By excluding 1 of 1678 uncorrectable galaxies when computing the uncorrectable hull region, the correctable region consists of 83.21% correctable galaxies and the uncorrectable region consists of 85.56% of uncorrectable galaxies.

don't need to adjust hull this run; contamination already minimized


In [18]:
#3D plot of old hull 
fig = plt.figure(figsize=(20,10))
ax = fig.add_subplot(121, projection='3d')
ax.scatter(correctable_array[0], correctable_array[1], correctable_array[2], facecolors='none',edgecolors='b',alpha=.5,s=100,label='correctable')
ax.scatter(uncorrectable_array[0], uncorrectable_array[1], uncorrectable_array[2], facecolors='none', edgecolors='g',label='uncorrectable')
for s in hull.simplices:
	ax.plot(un_points[s,0],un_points[s,1],un_points[s,2],'k-')
for s in all_hull.simplices:
	ax.plot(all_points[s,0],all_points[s,1],all_points[s,2],'m-',alpha=.5)

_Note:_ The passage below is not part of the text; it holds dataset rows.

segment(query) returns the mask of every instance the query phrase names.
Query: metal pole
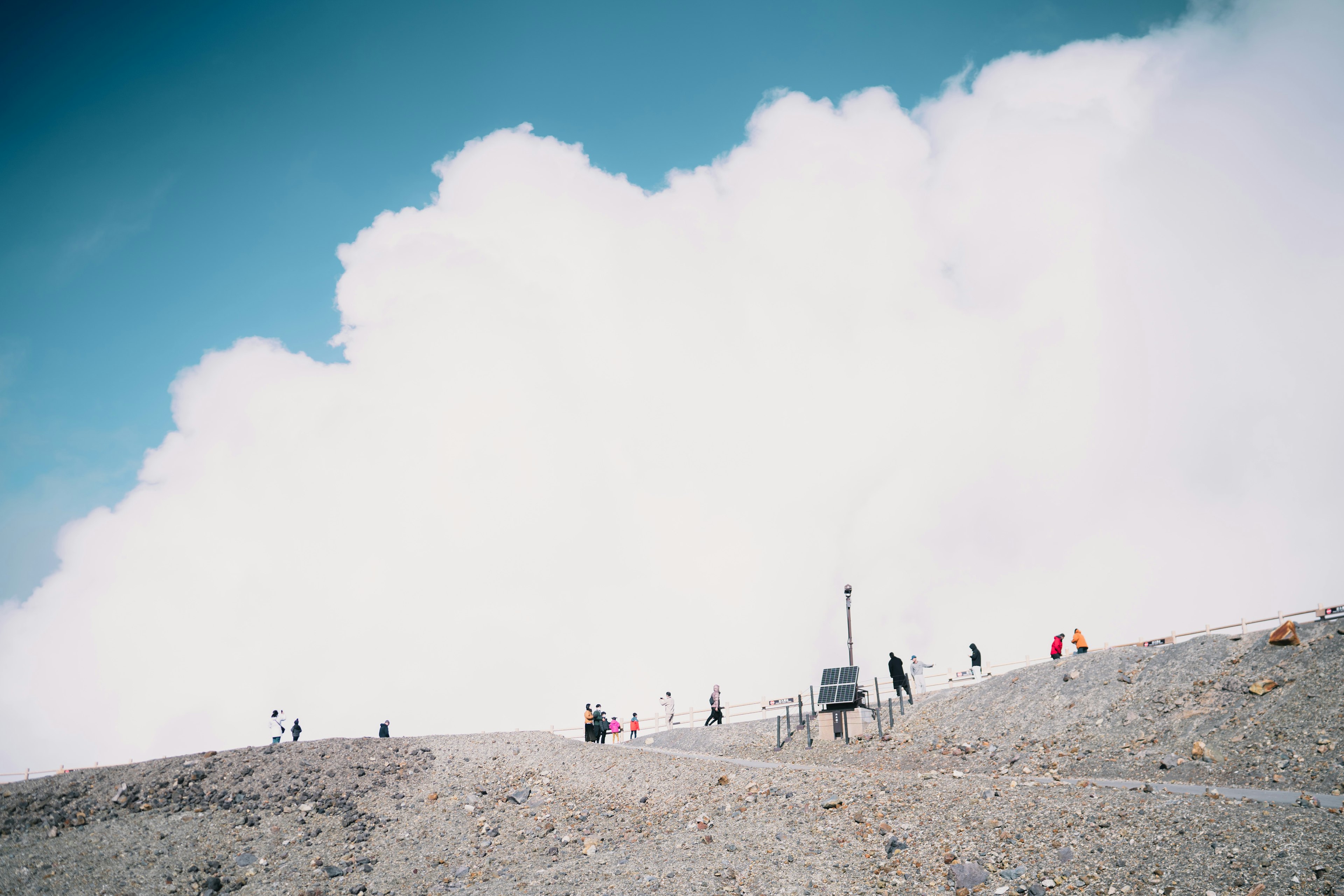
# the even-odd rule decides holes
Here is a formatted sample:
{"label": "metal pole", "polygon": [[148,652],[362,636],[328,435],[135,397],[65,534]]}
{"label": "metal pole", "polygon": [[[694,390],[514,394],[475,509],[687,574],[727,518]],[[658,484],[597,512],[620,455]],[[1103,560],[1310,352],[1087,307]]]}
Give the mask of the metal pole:
{"label": "metal pole", "polygon": [[878,711],[872,713],[872,717],[878,720],[878,736],[882,736],[882,697],[878,693],[878,680],[872,680],[872,697],[878,701]]}
{"label": "metal pole", "polygon": [[844,625],[849,630],[849,665],[853,665],[853,619],[849,618],[849,594],[853,591],[849,586],[844,587]]}

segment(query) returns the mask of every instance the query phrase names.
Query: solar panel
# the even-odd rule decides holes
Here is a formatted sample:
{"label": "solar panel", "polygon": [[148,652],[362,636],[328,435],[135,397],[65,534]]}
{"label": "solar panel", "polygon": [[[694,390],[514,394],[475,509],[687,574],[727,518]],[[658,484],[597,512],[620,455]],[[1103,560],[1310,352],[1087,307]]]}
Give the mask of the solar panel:
{"label": "solar panel", "polygon": [[855,685],[827,685],[817,692],[817,703],[853,703]]}
{"label": "solar panel", "polygon": [[833,669],[821,670],[821,686],[827,685],[845,685],[855,684],[859,681],[859,666],[836,666]]}
{"label": "solar panel", "polygon": [[853,685],[827,685],[817,692],[817,703],[832,704],[832,703],[853,703]]}

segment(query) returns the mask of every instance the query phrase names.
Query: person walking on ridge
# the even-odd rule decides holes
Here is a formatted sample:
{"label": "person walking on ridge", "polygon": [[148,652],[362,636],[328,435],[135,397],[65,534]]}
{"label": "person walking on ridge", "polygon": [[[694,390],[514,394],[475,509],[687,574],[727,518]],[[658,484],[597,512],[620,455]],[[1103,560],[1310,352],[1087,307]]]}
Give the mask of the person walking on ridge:
{"label": "person walking on ridge", "polygon": [[267,728],[270,729],[270,742],[278,744],[280,739],[285,736],[285,723],[280,719],[280,709],[270,711],[270,724]]}
{"label": "person walking on ridge", "polygon": [[714,685],[714,690],[710,692],[710,717],[704,720],[704,727],[708,728],[715,723],[723,724],[723,697],[719,696],[719,685]]}
{"label": "person walking on ridge", "polygon": [[[911,657],[910,657],[910,672],[914,673],[914,676],[915,676],[915,690],[918,690],[921,695],[929,693],[929,688],[926,688],[925,682],[923,682],[923,670],[925,669],[933,669],[933,664],[931,662],[919,662],[919,657],[911,654]],[[915,704],[915,701],[914,701],[914,699],[911,699],[910,700],[910,705],[913,707],[914,704]]]}
{"label": "person walking on ridge", "polygon": [[663,705],[663,715],[668,719],[668,731],[672,731],[672,715],[676,711],[676,703],[672,700],[672,692],[668,690],[668,696],[659,697],[659,703]]}
{"label": "person walking on ridge", "polygon": [[[896,692],[896,700],[910,699],[910,705],[915,705],[915,699],[910,696],[910,678],[906,677],[906,666],[895,653],[887,653],[887,672],[891,674],[891,688]],[[900,696],[900,689],[906,689],[906,696]]]}

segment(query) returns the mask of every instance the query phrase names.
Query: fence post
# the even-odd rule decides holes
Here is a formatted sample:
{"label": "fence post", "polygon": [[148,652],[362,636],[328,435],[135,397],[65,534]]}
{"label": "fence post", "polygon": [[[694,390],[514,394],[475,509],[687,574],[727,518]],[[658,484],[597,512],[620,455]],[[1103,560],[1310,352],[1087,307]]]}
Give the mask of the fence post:
{"label": "fence post", "polygon": [[872,713],[872,717],[878,720],[878,736],[882,736],[882,696],[878,693],[878,680],[872,680],[872,697],[878,701],[878,711]]}

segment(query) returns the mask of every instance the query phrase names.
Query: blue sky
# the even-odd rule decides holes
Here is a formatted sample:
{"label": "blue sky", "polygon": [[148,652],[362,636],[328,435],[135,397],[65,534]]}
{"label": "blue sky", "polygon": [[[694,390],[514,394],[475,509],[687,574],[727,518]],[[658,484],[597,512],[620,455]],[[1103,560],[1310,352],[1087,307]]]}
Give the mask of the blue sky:
{"label": "blue sky", "polygon": [[335,360],[335,249],[531,122],[657,188],[766,91],[906,106],[1184,3],[38,4],[0,34],[0,600],[134,481],[167,387],[259,334]]}

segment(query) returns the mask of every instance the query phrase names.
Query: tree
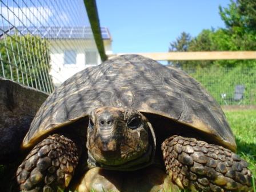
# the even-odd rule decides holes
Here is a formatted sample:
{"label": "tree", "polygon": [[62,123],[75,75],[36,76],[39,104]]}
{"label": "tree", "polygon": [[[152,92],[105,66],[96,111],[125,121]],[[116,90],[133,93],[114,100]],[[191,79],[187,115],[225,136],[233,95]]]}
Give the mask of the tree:
{"label": "tree", "polygon": [[[170,43],[169,52],[170,51],[187,51],[189,49],[189,43],[191,41],[191,36],[189,33],[182,32],[175,41]],[[186,61],[172,61],[169,62],[169,65],[180,67],[184,65]]]}
{"label": "tree", "polygon": [[[227,7],[219,7],[219,14],[225,28],[205,29],[197,36],[186,38],[182,32],[170,43],[169,51],[246,51],[256,50],[256,1],[231,0]],[[202,61],[172,62],[184,69],[211,65],[234,66],[255,66],[252,61]]]}

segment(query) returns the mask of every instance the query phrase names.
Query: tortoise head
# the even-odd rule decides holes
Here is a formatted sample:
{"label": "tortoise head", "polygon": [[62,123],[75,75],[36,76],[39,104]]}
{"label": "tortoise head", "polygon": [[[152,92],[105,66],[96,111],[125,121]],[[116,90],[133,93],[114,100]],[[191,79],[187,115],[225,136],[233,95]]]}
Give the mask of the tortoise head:
{"label": "tortoise head", "polygon": [[100,166],[131,170],[147,166],[154,155],[151,124],[131,107],[103,107],[89,115],[86,147],[89,158]]}

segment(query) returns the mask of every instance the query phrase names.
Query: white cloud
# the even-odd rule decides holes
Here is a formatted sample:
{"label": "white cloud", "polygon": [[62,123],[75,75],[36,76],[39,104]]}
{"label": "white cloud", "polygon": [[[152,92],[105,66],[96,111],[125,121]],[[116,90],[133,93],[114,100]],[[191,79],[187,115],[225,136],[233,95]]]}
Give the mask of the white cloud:
{"label": "white cloud", "polygon": [[[4,25],[49,26],[49,18],[53,15],[50,9],[43,7],[16,7],[2,6],[0,10],[0,22]],[[3,17],[5,18],[2,18]],[[7,20],[8,21],[7,21]]]}

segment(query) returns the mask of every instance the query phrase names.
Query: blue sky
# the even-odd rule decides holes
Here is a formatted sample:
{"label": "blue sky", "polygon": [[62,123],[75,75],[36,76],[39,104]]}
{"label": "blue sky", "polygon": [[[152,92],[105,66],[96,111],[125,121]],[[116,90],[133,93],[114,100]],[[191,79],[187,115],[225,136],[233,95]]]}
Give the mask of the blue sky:
{"label": "blue sky", "polygon": [[107,27],[117,53],[166,52],[181,32],[225,27],[219,5],[229,0],[97,0],[101,26]]}

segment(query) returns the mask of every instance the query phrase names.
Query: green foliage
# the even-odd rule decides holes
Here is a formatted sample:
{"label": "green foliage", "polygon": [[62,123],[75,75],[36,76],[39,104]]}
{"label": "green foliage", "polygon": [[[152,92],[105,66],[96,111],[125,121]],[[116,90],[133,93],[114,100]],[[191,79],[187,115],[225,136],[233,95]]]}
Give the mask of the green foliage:
{"label": "green foliage", "polygon": [[49,47],[40,37],[6,35],[0,40],[0,76],[50,92]]}
{"label": "green foliage", "polygon": [[[219,7],[219,14],[226,24],[226,28],[214,30],[203,30],[197,37],[190,37],[182,32],[175,41],[171,43],[175,49],[170,51],[247,51],[256,50],[256,1],[254,0],[238,0],[231,3],[227,7]],[[186,36],[185,36],[185,35]],[[186,41],[182,41],[186,39]],[[185,42],[186,50],[183,49]],[[171,64],[177,66],[177,62]],[[183,69],[205,67],[211,66],[233,67],[242,65],[244,66],[255,66],[252,61],[181,61],[178,67]]]}
{"label": "green foliage", "polygon": [[238,104],[238,101],[232,99],[235,87],[238,85],[245,86],[244,98],[240,104],[256,105],[256,66],[245,67],[242,64],[234,67],[225,67],[213,65],[209,67],[193,67],[186,70],[200,82],[221,105],[225,105],[222,94],[226,94],[227,104]]}
{"label": "green foliage", "polygon": [[[169,51],[187,51],[189,49],[189,43],[191,38],[189,34],[182,32],[181,36],[170,43]],[[186,65],[185,61],[174,61],[171,62],[172,65],[177,67],[180,67]]]}

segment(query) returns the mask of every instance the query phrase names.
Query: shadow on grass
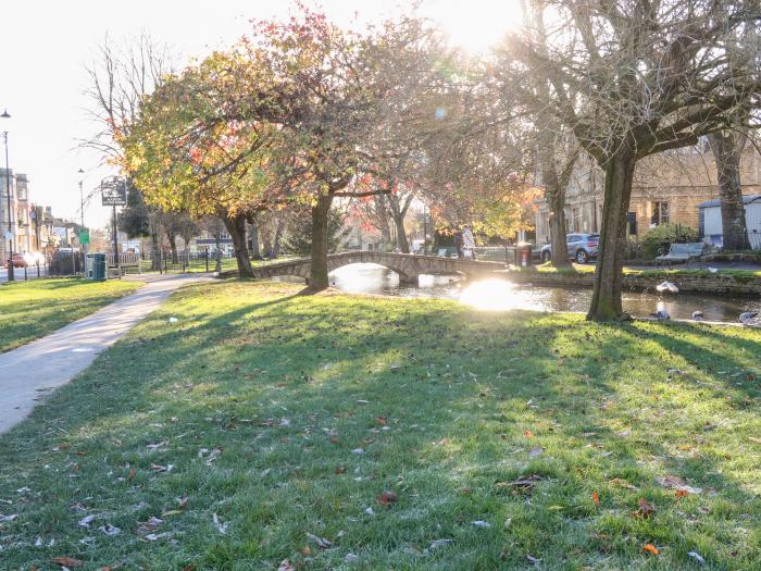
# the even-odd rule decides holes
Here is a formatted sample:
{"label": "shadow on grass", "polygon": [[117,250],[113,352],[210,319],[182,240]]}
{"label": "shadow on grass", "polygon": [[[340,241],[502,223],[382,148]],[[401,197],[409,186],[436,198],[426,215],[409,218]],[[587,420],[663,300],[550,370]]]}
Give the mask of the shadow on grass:
{"label": "shadow on grass", "polygon": [[[687,569],[688,550],[734,568],[743,539],[727,518],[757,500],[720,458],[674,451],[711,418],[694,402],[685,406],[697,417],[684,418],[679,396],[660,386],[669,358],[706,362],[691,344],[671,343],[674,331],[297,290],[227,283],[178,293],[0,439],[0,497],[34,491],[13,523],[16,542],[55,535],[99,564],[198,569],[276,569],[305,557],[307,532],[336,544],[312,546],[319,568],[349,551],[369,568],[514,569],[527,555],[547,569],[622,568],[654,542],[666,545],[663,569]],[[736,365],[721,351],[709,360]],[[170,463],[169,473],[150,468]],[[531,491],[506,484],[531,474]],[[665,474],[721,493],[676,498],[654,484]],[[379,507],[383,489],[397,491],[398,504]],[[132,532],[99,538],[95,551],[78,544],[90,532],[74,524],[72,504],[132,530],[183,495],[191,508],[161,527],[177,545]],[[639,497],[659,513],[633,518]],[[684,512],[706,505],[721,516],[704,529],[685,523]],[[230,522],[224,536],[211,523],[217,512]],[[424,555],[438,538],[456,548]],[[735,562],[757,555],[751,547]]]}

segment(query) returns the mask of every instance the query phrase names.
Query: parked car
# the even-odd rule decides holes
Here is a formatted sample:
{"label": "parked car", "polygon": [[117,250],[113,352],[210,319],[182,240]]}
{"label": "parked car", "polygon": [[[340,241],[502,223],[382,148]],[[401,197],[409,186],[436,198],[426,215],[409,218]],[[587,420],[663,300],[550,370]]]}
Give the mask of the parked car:
{"label": "parked car", "polygon": [[[599,234],[569,234],[565,236],[569,258],[578,263],[596,259],[599,241]],[[551,259],[552,247],[548,244],[541,248],[541,261],[549,262]]]}
{"label": "parked car", "polygon": [[[35,257],[29,252],[15,252],[13,255],[13,268],[28,268],[35,264]],[[5,261],[8,268],[8,261]]]}

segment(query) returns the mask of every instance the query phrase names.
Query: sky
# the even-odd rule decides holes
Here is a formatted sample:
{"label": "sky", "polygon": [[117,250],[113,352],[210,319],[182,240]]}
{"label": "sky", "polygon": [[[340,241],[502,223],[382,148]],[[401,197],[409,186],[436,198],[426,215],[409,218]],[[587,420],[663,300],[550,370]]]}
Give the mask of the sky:
{"label": "sky", "polygon": [[[0,27],[0,132],[9,132],[10,167],[29,177],[29,198],[53,214],[79,221],[79,179],[85,195],[116,174],[99,156],[78,147],[98,131],[87,119],[86,66],[108,35],[114,42],[148,33],[166,44],[183,65],[234,44],[249,21],[287,17],[288,0],[4,0]],[[309,5],[313,2],[307,0]],[[377,21],[402,10],[379,0],[324,0],[337,24]],[[520,18],[519,0],[423,0],[421,14],[473,52],[499,41]],[[1,112],[1,111],[0,111]],[[0,165],[5,166],[4,149]],[[79,175],[77,171],[85,171]],[[85,224],[101,227],[110,209],[99,196],[85,208]]]}

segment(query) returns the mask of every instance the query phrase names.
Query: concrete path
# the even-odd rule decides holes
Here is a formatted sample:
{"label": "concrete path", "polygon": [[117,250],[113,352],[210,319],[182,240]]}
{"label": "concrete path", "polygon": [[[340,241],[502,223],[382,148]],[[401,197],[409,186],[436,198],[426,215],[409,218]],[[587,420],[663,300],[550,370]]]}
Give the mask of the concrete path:
{"label": "concrete path", "polygon": [[0,375],[0,434],[24,420],[35,407],[35,399],[87,369],[99,353],[161,306],[174,290],[212,280],[202,274],[136,277],[147,284],[135,294],[47,337],[0,353],[0,371],[13,371],[11,376]]}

#ax.scatter(nei_array[0], nei_array[1], nei_array[2], facecolors='none',edgecolors='m',label='nei')
ax.set_xlabel('redshift')
ax.set_ylabel('mu max i')
ax.set_zlabel('p features')
plt.title('old')

#3D plot of new hull  
ax = fig.add_subplot(122, projection='3d')
ax.scatter(correctable_array[0], correctable_array[1], correctable_array[2], facecolors='none',edgecolors='b',alpha=.5,s=100,label='correctable')
#ax.scatter(new_un_array[:,0], new_un_array[:,1], new_un_array[:,2], facecolors='none', edgecolors='g',label='uncorrectable')
ax.scatter(uncorrectable_array[0], uncorrectable_array[1], uncorrectable_array[2], facecolors='none', edgecolors='g',label='uncorrectable')
for s in new_hull.simplices:
	ax.plot(new_un_array[s,0],new_un_array[s,1],new_un_array[s,2],'k-')
for s in all_hull.simplices:
	ax.plot(all_points[s,0],all_points[s,1],all_points[s,2],'m-',alpha=.5)
#ax.scatter(nei_array[0], nei_array[1], nei_array[2], facecolors='none',edgecolors='m',label='nei')
ax.set_xlabel('redshift')
ax.set_ylabel('mu max i')
ax.set_zlabel('p features')
plt.title('new')
#plt.savefig('3D_hull.pdf')
plt.show()



In [19]:
#Okay, we have a convex hull that defines the uncorrectable region pretty well. 
#Anything outside pink = nei
#Anything inside pink but outside black = correctable
#Anything inside black = uncorrectable

Input - Hubble data

Use redshift, SB and p_features info to categorize Hubble data.


In [22]:
hubble_data_file=download_from_dropbox("https://www.dropbox.com/s/b55kbq49ep21qow/gzh_t01_mu.fits?dl=1")
hubble_data=pyfits.open(hubble_data_file)
hubble_data=hubble_data[1].data


/usr/local/lib/python2.7/dist-packages/requests/packages/urllib3/util/ssl_.py:120: InsecurePlatformWarning: A true SSLContext object is not available. This prevents urllib3 from configuring SSL appropriately and may cause certain SSL connections to fail. For more information, see https://urllib3.readthedocs.org/en/latest/security.html#insecureplatformwarning.
  InsecurePlatformWarning
/usr/local/lib/python2.7/dist-packages/requests/packages/urllib3/util/ssl_.py:120: InsecurePlatformWarning: A true SSLContext object is not available. This prevents urllib3 from configuring SSL appropriately and may cause certain SSL connections to fail. For more information, see https://urllib3.readthedocs.org/en/latest/security.html#insecureplatformwarning.
  InsecurePlatformWarning

In [23]:
#make new table with extra column of the new categories based on hull
#have to make a whole new table because python doesn't recognize bintablehdu.from_columns for some reason and I'm sick of dealing with it

#first redefine old table:
new_category_table=Table()
for name in hubble_data.columns.names:
    c0 = Column([x[name] for x in hubble_data], name=name) 
    new_category_table.add_columns([c0])
c1 = Column([x['zooniverse_id'] for x in hubble_data],name='Correctable_Category')
c2 = Column([x['Z_BEST'] for x in hubble_data],name='correction_type')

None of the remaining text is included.